Para separar los complejos de proteínas en su estado nativo mediante multimer-PAGE, tome lisado de tejidos que contenga los complejos deseados. Cargue el lisado en un conjunto de gel para Blue native PAGE.

Llene el sistema con un tampón alcalino que contenga colorante aniónico azul y conéctelo a la fuente de alimentación. A un pH alcalino, las moléculas de colorante se unen al complejo proteico impartiéndole una carga negativa general sin desnaturalizarse. Este complejo proteico intacto y cargado negativamente migra a través del gel como una banda azul.

Después de una ejecución mínima, y permitiendo que la proteína intacta migre al gel de resolución, extirpe la tira que contiene el complejo. Incube la tira en una solución que contenga un agente de reticulación para permitir que sus grupos reactivos interactúen con los grupos amina de la proteína proximal, estabilizando el complejo multimérico.

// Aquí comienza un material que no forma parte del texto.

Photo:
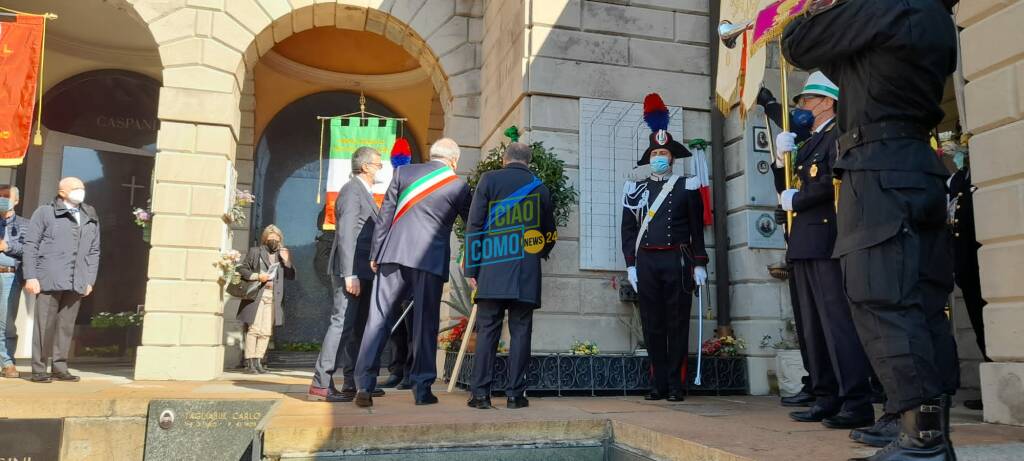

Reemplace la solución de reticulación con un reactivo de enfriamiento para disminuir la actividad de los reticulantes no reaccionados. Agregue SDS, un detergente aniónico, que imparte una carga negativa uniforme al complejo de proteínas intactas mientras conserva su tamaño y composición nativos.

Coloque la tira tratada en un casete nuevo y vuelva a moldearla en un nuevo gel SDS-PAGE. Durante la electroforesis, el complejo proteico reticulado cargado negativamente migra hacia el ánodo positivo y aparece como una banda de alto peso molecular en el gel.

Para comenzar este procedimiento, prepárese para la electroforesis en gel de poliacrilamida nativa azul, como se describe en el protocolo de texto. Conecte los electrodos a la fuente de alimentación y electroforese las proteínas en el gel a 150 voltios, hasta que la banda de tinte progrese aproximadamente 2 centímetros hacia la capa de resolución. En este punto, detenga y desconecte la fuente de alimentación.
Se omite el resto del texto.